The third check is the whole series in miniature. Compositional data carry relative information and nothing else. To make an absolute claim you must supply the total from outside the composition, whether from a spike-in, a measured density, or an assumption that some reference taxon held constant. That external input is untestable from the data, exactly as the mechanism behind a missing value is untestable, and exactly as the size of a measurement error is untestable. In each case the honest move is the same: do not hide the assumption, put a range on it, and report the point at which the conclusion turns over. Here that point is a total fold-change of 1.77. A reader can now judge for themselves whether the community total plausibly rose by more or less than that, which is a real scientific question, rather than being handed a relative change dressed up as an absolute one.

Closing the series

Four posts, one idea: the total that closure removes cannot be recovered, so proportions must be analysed as ratios, and any statement about absolute abundance needs information the composition does not hold. Log-ratios give a geometry where distance, ordination and testing work, zeros are handled by an explicit and reviewable imputation, and the reference-frame limit is stated as a tipping point instead of buried. That is the whole of what compositional data analysis asks for, and the whole of what it can honestly deliver.

References

Aitchison, J. (1986). The Statistical Analysis of Compositional Data.
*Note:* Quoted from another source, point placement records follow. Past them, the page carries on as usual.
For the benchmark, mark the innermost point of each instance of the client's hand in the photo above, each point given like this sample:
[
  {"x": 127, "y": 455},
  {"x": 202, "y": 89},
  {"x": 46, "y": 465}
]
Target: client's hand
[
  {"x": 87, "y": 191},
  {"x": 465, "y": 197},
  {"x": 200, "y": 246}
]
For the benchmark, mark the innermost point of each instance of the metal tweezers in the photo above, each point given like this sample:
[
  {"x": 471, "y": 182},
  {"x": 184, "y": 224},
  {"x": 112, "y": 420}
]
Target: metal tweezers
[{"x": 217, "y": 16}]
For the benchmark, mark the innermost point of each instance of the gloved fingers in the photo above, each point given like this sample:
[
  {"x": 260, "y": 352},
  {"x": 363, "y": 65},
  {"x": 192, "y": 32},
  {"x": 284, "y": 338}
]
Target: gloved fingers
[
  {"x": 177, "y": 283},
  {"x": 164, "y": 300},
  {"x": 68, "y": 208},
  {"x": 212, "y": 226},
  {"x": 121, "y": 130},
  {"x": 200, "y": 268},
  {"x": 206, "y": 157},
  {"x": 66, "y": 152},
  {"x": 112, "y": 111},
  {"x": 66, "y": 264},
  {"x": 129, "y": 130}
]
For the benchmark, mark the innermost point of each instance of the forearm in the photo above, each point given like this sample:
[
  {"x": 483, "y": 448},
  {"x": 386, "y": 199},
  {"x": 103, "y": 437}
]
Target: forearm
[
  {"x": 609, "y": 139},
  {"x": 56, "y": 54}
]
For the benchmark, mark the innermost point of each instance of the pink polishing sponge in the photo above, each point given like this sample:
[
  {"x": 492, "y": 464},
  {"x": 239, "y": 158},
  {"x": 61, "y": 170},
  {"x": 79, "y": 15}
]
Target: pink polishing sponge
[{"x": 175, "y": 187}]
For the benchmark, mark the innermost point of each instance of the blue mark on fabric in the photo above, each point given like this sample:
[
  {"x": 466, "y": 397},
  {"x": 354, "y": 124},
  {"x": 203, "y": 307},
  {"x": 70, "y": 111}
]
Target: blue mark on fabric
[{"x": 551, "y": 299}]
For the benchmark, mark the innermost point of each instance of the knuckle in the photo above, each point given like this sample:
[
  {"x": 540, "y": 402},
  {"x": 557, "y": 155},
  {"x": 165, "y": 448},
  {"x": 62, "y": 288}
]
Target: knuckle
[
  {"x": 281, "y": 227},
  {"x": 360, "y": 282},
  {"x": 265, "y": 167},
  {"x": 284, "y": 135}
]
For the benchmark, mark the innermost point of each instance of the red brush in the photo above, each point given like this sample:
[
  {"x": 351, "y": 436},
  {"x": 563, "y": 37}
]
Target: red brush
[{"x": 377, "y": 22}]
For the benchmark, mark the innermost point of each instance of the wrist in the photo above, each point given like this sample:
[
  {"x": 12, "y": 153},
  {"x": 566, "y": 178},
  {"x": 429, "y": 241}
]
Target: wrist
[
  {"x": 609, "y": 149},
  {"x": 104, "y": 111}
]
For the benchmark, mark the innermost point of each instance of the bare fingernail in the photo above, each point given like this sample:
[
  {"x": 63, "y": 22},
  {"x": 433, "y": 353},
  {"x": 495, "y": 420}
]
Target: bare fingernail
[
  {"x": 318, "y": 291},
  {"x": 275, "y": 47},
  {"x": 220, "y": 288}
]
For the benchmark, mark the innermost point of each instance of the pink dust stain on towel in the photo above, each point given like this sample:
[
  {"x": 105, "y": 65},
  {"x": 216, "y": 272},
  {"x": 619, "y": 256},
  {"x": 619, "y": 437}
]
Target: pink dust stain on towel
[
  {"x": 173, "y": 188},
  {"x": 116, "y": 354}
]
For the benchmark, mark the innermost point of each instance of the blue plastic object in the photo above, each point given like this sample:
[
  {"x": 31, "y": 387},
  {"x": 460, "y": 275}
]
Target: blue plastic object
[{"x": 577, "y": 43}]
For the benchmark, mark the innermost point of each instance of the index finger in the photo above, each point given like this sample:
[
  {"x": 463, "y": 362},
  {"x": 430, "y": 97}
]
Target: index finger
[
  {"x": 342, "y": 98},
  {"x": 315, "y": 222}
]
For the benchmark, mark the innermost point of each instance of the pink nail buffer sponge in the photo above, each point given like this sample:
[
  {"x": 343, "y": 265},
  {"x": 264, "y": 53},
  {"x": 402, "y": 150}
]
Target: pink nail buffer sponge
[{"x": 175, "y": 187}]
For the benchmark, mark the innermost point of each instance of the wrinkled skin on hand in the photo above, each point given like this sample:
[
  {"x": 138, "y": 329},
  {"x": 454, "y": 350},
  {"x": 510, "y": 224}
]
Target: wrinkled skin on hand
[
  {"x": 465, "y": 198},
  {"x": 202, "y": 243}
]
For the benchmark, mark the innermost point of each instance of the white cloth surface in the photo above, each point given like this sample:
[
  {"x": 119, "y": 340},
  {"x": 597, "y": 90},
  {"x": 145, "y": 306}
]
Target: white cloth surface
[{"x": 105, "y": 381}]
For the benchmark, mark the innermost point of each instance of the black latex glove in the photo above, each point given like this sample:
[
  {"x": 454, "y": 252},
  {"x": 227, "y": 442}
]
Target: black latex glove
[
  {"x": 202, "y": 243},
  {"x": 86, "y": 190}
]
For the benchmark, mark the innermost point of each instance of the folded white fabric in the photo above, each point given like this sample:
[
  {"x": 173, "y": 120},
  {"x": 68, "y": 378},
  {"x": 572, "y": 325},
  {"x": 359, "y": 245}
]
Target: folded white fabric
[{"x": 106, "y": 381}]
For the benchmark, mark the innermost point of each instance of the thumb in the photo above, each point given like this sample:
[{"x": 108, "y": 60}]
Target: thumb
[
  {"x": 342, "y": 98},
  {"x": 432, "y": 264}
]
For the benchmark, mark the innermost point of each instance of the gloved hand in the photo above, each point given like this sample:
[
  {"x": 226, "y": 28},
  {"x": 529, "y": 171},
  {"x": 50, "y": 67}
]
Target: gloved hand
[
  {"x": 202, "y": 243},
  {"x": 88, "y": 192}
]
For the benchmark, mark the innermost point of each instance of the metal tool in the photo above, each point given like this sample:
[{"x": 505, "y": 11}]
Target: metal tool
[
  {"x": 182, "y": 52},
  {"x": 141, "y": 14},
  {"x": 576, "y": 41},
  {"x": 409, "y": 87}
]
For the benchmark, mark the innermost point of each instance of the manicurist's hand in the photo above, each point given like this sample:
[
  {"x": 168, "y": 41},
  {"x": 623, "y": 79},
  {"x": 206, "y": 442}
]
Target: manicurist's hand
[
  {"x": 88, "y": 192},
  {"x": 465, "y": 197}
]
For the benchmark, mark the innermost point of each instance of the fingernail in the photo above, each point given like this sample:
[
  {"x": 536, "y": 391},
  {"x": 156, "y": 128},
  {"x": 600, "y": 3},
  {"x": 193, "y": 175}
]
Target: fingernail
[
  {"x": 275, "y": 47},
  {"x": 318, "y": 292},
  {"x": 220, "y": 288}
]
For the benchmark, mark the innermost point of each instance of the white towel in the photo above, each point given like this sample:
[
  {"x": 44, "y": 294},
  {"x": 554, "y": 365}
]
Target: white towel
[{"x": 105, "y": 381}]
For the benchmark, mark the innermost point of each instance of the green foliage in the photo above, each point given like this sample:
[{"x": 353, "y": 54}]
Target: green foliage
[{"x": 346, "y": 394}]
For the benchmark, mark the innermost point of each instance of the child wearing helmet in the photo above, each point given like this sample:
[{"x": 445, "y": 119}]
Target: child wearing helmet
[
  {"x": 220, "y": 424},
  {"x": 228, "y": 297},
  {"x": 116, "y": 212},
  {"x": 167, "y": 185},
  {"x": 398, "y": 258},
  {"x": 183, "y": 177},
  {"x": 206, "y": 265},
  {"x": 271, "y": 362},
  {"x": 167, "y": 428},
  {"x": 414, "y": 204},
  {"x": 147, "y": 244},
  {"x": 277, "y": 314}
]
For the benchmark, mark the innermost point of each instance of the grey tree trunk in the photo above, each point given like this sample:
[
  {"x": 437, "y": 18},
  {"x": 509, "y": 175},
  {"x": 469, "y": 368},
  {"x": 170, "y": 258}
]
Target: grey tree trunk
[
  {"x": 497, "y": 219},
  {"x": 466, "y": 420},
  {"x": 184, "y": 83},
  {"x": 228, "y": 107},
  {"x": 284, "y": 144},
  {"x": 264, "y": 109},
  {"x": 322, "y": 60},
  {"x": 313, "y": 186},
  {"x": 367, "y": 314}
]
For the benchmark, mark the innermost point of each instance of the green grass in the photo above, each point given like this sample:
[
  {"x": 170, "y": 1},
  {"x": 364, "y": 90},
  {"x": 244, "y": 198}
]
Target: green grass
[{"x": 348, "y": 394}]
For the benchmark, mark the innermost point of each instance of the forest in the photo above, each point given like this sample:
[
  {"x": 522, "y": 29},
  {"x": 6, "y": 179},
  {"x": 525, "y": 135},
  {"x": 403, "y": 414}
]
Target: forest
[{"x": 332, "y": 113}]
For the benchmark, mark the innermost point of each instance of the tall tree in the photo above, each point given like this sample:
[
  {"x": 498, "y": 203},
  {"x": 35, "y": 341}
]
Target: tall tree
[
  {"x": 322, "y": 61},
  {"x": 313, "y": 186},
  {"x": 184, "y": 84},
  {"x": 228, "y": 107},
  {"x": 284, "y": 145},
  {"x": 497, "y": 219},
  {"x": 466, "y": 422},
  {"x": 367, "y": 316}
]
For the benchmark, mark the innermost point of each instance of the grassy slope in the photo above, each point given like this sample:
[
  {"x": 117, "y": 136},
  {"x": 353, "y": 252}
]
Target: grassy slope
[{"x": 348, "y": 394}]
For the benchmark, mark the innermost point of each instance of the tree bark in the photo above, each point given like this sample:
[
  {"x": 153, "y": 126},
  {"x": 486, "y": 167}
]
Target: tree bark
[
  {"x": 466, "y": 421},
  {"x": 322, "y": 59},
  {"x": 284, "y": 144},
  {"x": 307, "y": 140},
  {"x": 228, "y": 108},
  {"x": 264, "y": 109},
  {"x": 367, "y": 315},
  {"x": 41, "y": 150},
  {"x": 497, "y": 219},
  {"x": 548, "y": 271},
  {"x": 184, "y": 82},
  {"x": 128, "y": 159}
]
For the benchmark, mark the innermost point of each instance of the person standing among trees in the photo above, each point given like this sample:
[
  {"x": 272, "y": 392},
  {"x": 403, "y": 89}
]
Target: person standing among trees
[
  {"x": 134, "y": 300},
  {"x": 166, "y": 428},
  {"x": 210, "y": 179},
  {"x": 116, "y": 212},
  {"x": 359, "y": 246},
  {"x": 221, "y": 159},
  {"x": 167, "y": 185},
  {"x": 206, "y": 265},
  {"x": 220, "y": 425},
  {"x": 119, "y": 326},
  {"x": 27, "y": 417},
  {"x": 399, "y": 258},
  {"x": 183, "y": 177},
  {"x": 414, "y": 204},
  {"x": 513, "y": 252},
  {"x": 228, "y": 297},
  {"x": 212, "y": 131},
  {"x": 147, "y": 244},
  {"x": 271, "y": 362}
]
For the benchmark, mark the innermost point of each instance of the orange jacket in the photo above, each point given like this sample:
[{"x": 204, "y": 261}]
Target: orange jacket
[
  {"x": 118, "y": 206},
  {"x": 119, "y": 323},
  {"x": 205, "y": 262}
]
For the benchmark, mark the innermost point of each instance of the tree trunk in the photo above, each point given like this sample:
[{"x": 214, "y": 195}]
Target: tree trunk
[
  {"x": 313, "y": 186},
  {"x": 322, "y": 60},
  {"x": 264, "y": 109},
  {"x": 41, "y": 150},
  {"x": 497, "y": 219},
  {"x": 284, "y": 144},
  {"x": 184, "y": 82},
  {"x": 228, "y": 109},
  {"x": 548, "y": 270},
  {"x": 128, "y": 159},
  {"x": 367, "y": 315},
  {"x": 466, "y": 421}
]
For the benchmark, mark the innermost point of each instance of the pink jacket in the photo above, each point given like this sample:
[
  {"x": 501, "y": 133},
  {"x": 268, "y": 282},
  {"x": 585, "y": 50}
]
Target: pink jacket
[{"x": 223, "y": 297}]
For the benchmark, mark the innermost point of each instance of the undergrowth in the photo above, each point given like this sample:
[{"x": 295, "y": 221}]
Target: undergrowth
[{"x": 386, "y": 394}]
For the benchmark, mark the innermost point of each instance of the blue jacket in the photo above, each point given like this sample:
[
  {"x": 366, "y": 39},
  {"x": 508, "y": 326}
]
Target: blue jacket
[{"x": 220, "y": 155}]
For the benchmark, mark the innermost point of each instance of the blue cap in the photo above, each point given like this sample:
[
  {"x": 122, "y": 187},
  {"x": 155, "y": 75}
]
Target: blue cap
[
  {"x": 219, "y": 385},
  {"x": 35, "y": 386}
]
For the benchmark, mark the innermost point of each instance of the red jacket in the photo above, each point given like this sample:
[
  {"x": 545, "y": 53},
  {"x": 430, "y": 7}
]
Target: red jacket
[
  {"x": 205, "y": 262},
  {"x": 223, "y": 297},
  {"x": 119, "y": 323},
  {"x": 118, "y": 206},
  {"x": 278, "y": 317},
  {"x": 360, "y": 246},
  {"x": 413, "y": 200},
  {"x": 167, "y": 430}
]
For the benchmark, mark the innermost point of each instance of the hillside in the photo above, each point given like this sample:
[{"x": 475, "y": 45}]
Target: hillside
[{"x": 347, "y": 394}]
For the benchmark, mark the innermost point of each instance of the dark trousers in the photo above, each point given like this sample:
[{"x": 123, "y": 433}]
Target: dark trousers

Monographs on Statistics and Applied Probability. Chapman and Hall, London. ISBN 978-0-412-28060-3.

Egozcue, J. J., and Pawlowsky-Glahn, V. (2005). Groups of parts and their balances in compositional data analysis. Mathematical Geology 37(7), 795-828. https://doi.org/10.1007/s11004-005-7381-9

Morton, J. T., Marotz, C., Washburne, A., Silverman, J., Zaramela, L. S., Edlund, A., Zengler, K., and Knight, R. (2019). Establishing microbial composition measurement standards with reference frames. Nature Communications 10, 2719. https://doi.org/10.1038/s41467-019-10656-5

Lin, H., and Peddada, S. D. (2020). Analysis of compositions of microbiomes with bias correction. Nature Communications 11, 3514. https://doi.org/10.1038/s41467-020-17041-7

Greenacre, M. (2018). Compositional Data Analysis in Practice. Chapman and Hall/CRC, Boca Raton. ISBN 978-1-138-31661-4.

Filzmoser, P., Hron, K., and Templ, M. (2018). Applied Compositional Data Analysis: With Worked Examples in R. Springer, Cham. ISBN 978-3-319-96420-1.